Hings has been so successful that the 26-year-old has given up his job in a sport shop to concentrate on writing and, as well as the short stories, is trying to pitch a couple of TV shows to the BBC and also has a novel in mind.

He loves writing but also loved his part-time job as a crime scene cleaner which he was forced to give up when the company went bust.

“There were no bodies but we were called in to clear up the aftermath,” he said. “It was a brilliant job because you were doing something different every day.”

The job also involved cleaning up the homes of hoarders.

“It was a nice feeling when you were helping people out,” he said. “There were a couple of really bogging jobs so it helped to keep a sense of humour.”

Working as a “sandwich artist” came much earlier when he left school at 16 and got a job in a well-known sandwich chain.

“I was just making up sandwiches but that was the official title,” said McQueer.

He left and went to work in a sports shop when he was 17 and was there off and on until January when he became a full-time writer. In between working at the shop, he tried various other jobs which ranged from being a labourer on a building site, to hairdressing and working in a call centre.

It all helps with his writing.

“I’ve met so many people and I’ve got a wealth of experience I can draw on,” he told the National.

He is now building up even more life experience as he’s often asked to take writing workshops in schools and prison.

“Writing has opened up so many doors for me,” said McQueer. “I am getting all these mad opportunities and if I get the chance to do something I just say ‘yes’.”

He finds the prison work particularly enjoyable.

“There are so many clever guys in there and I just try to channel their energy into something good,” he said. “Writing helps to focus their energy and gets them out of their own heads for a while.”

The National:

Chris McQueer relishes the challenge of writing in English, having been accustomed to Scots

Always a keen reader, McQueer began writing after becoming fed up with what was on offer in bookshops.

“I was getting frustrated because there was nothing out there that I wanted to read. I wanted to read surreal stuff set in Glasgow so I just thought why not write it myself.”

He started experimenting and found he was really enjoying writing. He put his stories online where his pals and family read and shared them. He began to build up a fan base and now has a following of 8500 on Twitter.

Some of his writing is in standard English but much of it is in Scots, specifically Glaswegian. “Writing in Scots comes naturally and I think it is easier to be funny because you can imagine people you know saying those things,” he explained. “And there is definitely something built in to Glaswegians when it comes to being funny.
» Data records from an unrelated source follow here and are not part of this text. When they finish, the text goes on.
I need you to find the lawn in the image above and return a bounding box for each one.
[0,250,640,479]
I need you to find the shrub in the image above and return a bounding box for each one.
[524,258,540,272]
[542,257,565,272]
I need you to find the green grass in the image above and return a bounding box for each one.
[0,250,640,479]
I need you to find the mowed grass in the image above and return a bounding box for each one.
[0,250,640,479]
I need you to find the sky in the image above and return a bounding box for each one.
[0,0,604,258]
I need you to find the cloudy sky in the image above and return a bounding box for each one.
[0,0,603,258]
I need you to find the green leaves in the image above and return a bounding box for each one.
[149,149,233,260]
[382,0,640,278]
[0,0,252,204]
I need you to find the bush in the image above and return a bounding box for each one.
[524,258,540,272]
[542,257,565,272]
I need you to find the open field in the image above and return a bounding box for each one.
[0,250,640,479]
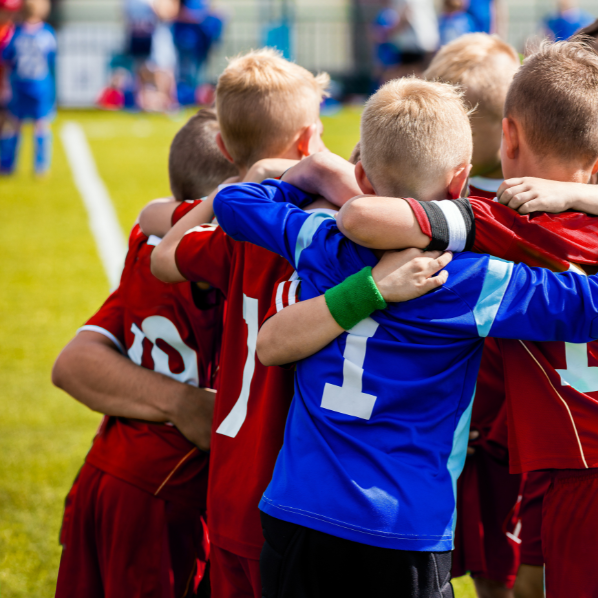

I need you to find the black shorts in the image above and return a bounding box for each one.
[261,513,454,598]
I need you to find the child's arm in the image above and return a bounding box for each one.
[336,196,431,250]
[256,249,452,365]
[497,177,598,215]
[139,197,180,237]
[52,330,216,450]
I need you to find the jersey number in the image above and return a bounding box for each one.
[216,294,258,438]
[127,316,199,386]
[321,318,378,419]
[557,343,598,393]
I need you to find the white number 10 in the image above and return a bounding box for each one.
[321,318,378,419]
[216,294,258,438]
[557,343,598,393]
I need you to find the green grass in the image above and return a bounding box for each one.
[0,109,475,598]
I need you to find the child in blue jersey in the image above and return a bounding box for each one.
[0,0,56,175]
[214,79,598,598]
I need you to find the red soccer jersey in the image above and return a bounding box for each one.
[83,226,223,508]
[176,220,293,559]
[410,197,598,473]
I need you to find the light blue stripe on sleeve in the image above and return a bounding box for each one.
[295,210,334,268]
[473,257,513,337]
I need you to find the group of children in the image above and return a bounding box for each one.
[0,0,56,176]
[53,34,598,598]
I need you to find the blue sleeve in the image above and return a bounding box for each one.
[473,258,598,343]
[214,180,322,268]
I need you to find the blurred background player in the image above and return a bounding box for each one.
[53,110,236,598]
[438,0,476,46]
[425,33,521,598]
[0,0,56,175]
[0,0,21,135]
[544,0,594,42]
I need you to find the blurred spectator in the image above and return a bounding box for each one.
[438,0,476,46]
[374,0,439,81]
[545,0,594,41]
[0,0,56,175]
[173,0,224,104]
[466,0,508,39]
[0,0,21,134]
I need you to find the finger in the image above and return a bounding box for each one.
[505,191,538,210]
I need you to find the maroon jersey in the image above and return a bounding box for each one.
[82,226,223,508]
[408,197,598,473]
[176,217,293,559]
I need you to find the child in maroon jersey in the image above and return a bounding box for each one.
[56,110,235,598]
[424,33,543,598]
[278,42,598,598]
[145,50,452,598]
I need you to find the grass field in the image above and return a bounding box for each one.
[0,109,475,598]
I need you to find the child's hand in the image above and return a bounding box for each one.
[372,249,453,303]
[243,158,298,183]
[497,177,588,214]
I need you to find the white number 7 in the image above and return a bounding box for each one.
[216,294,258,438]
[557,343,598,393]
[321,318,378,419]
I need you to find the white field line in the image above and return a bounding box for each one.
[60,121,127,289]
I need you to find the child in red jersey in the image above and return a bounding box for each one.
[424,33,543,598]
[278,42,598,598]
[145,50,452,598]
[56,110,235,598]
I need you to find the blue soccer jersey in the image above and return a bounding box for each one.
[214,181,598,551]
[2,23,56,119]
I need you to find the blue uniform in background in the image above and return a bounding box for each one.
[0,23,56,173]
[214,181,598,552]
[546,8,594,42]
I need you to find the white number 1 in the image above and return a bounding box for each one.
[216,294,258,438]
[321,318,378,419]
[557,343,598,393]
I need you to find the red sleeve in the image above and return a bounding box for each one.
[171,199,203,226]
[469,197,576,272]
[260,272,301,326]
[175,224,235,296]
[78,288,126,355]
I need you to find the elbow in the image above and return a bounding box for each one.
[336,200,371,247]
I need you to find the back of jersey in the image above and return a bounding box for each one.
[87,226,223,508]
[176,226,293,559]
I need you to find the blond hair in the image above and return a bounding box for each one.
[505,41,598,165]
[216,48,330,167]
[361,77,472,196]
[424,33,519,121]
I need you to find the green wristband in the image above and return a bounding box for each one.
[324,266,386,330]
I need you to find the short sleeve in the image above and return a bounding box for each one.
[260,272,301,325]
[77,288,127,355]
[175,224,235,296]
[171,199,204,226]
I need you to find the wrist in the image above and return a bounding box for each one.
[324,267,386,330]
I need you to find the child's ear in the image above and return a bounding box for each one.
[502,116,519,160]
[216,131,235,164]
[297,123,320,158]
[355,160,376,195]
[448,164,471,199]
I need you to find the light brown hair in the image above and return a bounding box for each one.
[424,33,519,121]
[361,77,472,197]
[216,48,330,167]
[505,41,598,165]
[168,108,238,201]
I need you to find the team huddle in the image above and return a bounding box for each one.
[53,34,598,598]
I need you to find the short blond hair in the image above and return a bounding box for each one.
[361,77,472,196]
[424,33,519,121]
[505,41,598,165]
[216,48,330,167]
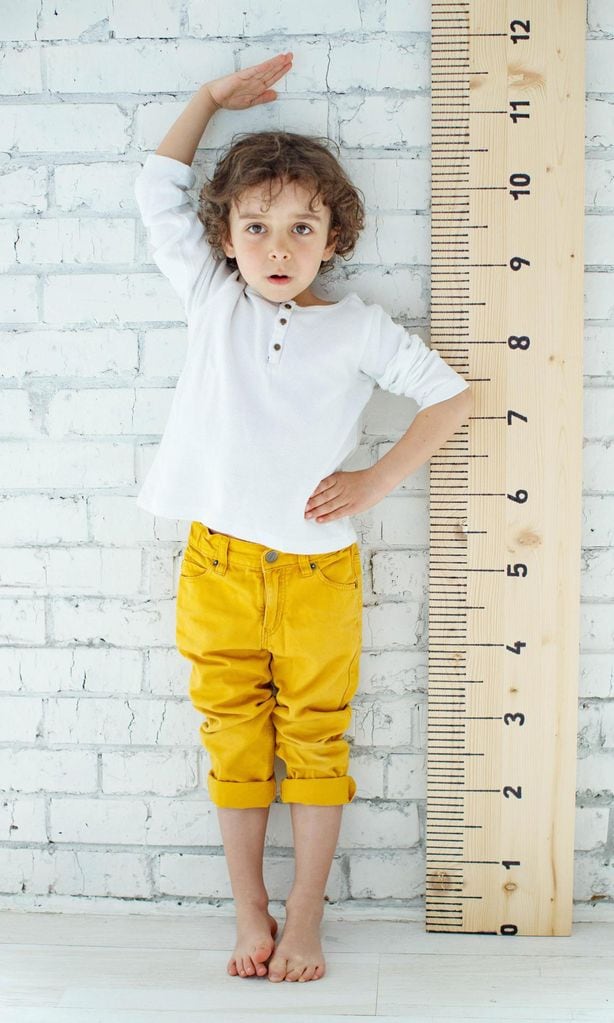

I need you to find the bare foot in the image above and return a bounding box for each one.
[226,907,277,977]
[268,900,326,981]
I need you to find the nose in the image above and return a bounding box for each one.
[269,231,290,260]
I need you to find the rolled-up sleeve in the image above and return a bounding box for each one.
[134,152,232,310]
[359,305,469,411]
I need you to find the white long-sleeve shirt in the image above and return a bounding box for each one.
[135,153,469,553]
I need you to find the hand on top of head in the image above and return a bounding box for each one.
[205,50,293,110]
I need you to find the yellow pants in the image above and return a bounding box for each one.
[177,522,362,807]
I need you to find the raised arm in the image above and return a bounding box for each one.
[156,51,293,167]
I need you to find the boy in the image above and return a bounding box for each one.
[135,53,470,981]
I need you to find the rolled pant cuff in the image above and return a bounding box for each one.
[207,771,277,809]
[280,774,356,806]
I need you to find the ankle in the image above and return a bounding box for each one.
[234,894,269,917]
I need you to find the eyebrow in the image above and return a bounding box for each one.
[238,213,322,220]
Everyone I know is funny. It’s the way they use words and the wee bits of patter. It’s just brilliant.”

He finds English harder to write but says he enjoys the change.

“It is a different language so I am writing using words I wouldn’t normally use. It’s a good challenge though – I quite like it.”

McQueer first started writing in July 2016, then started sending his stories to magazines a few months later. One was accepted for the first issue of a new magazine launched by Edinburgh start-up 404 Ink. He was invited to the launch and asked to read out a story. Although nervous, he decided he had nothing to lose and went along to speak.

“It was a good laugh and later when I was half-cut I went to the publishers and told them I had enough to fill a book.”

404 Ink told him to send the stories over but when he woke up next morning in the cold light of day, he decided they were just being polite.

“I didn’t send anything but two weeks later they emailed asking for them so I sent them over and they gave me a book deal.”

The first run was 500 copies which at the time McQueer thought was a bit ambitious. “I didn’t even know 500 people,” he said.

The run sold out and so did the next and Hings has now sold around 10,000 copies.

He did feel under pressure with the second book but he says he is happy with the way it has turned out although his first attempts at it were “sh*te”.

“I was trying too hard to be funny so I changed my approach and went a bit darker. That seems to have worked,” said McQueer.